Filebo y su último llamado

Columnista invitado: Enrique Ramírez Capello
Periodista

Con sus lapiceras Mont Blanc y Parker enmendaba textos, perseguía cacofonías, atajaba gazapos, rectificaba verbos extraviados y buscaba los rigores y la excelencia del castellano.

Murió con su gran pasión: la lectura. Asido al libro de su maestro Homero Bascuñán, catedrático sin escuela, sabio ajeno a los títulos. Rescató "De los días perdidos", de nuestro querido pampino. Luis Sánchez Latorre no podía morir de otra manera. Como predicaba el otro gran nortino -Andrés Sabella, también hecho de paz y amor-, vivía con su trinidad: leer, escribir, corregir. Sólo horas antes me consolaba telefónicamente por el epílogo de mi madre: Virginia Capello. Fue cálido, solidario y afectuoso.

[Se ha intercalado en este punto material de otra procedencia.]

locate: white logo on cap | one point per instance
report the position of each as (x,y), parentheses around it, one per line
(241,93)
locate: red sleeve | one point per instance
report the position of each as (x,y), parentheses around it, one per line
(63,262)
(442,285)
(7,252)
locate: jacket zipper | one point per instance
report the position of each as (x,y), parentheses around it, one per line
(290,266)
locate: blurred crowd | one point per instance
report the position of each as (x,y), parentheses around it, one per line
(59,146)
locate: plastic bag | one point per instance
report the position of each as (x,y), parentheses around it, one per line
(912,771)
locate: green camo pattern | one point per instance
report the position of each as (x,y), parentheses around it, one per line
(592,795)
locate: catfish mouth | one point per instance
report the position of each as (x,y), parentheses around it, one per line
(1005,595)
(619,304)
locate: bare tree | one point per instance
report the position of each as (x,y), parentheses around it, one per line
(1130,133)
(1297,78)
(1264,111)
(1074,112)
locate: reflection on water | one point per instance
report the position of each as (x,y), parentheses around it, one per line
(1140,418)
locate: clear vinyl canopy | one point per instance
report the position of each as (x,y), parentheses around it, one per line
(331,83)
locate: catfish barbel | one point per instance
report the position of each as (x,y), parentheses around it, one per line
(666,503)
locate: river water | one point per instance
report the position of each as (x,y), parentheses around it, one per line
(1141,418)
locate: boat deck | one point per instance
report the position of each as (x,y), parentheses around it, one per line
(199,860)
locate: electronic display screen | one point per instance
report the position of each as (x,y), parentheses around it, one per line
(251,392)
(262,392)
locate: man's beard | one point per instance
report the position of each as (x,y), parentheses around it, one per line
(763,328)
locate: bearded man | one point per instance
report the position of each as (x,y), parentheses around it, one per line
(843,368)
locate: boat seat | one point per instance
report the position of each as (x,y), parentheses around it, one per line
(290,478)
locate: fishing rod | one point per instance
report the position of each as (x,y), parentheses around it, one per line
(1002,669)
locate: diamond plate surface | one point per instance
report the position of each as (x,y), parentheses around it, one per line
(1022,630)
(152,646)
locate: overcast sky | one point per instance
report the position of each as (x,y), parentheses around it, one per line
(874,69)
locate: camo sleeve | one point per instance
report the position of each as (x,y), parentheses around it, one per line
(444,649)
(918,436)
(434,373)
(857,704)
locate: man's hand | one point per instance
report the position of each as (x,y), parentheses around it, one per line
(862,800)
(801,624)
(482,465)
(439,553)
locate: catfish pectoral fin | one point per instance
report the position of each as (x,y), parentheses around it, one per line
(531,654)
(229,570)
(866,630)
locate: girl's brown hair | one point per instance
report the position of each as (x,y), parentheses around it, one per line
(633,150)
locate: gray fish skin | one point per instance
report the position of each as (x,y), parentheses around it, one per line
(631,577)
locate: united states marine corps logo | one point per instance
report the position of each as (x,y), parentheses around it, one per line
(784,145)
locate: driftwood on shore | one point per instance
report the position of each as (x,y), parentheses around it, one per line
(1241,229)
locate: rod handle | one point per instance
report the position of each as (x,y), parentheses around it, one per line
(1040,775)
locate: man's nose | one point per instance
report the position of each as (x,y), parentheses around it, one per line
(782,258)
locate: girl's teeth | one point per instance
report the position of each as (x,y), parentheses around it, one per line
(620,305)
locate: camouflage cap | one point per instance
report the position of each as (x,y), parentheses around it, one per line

Culto en el comentario, atento en los modales, fino en el sarcasmo. Como en 1965, cuando llegué al diario que nos unió en largo tránsito. Con sus lapiceras Mont Blanc y Parker enmendaba textos, perseguía cacofonías, atajaba gazapos, rectificaba verbos extraviados y buscaba los rigores y la excelencia del castellano culto formal. Compartimos en páginas abiertas a nostalgias, ilusiones y análisis. Y la lectura concentrada en los miniensayos de Sánchez Latorre. Entraba en el laberinto de sus verbos, buscaba la llave para abrir los misterios de sus observaciones, un abrelatas para sacar el contenido de sus ironías. A veces apelaba al diccionario, al diálogo con los amigos, a las preguntas a profesores de castellano y de filosofía.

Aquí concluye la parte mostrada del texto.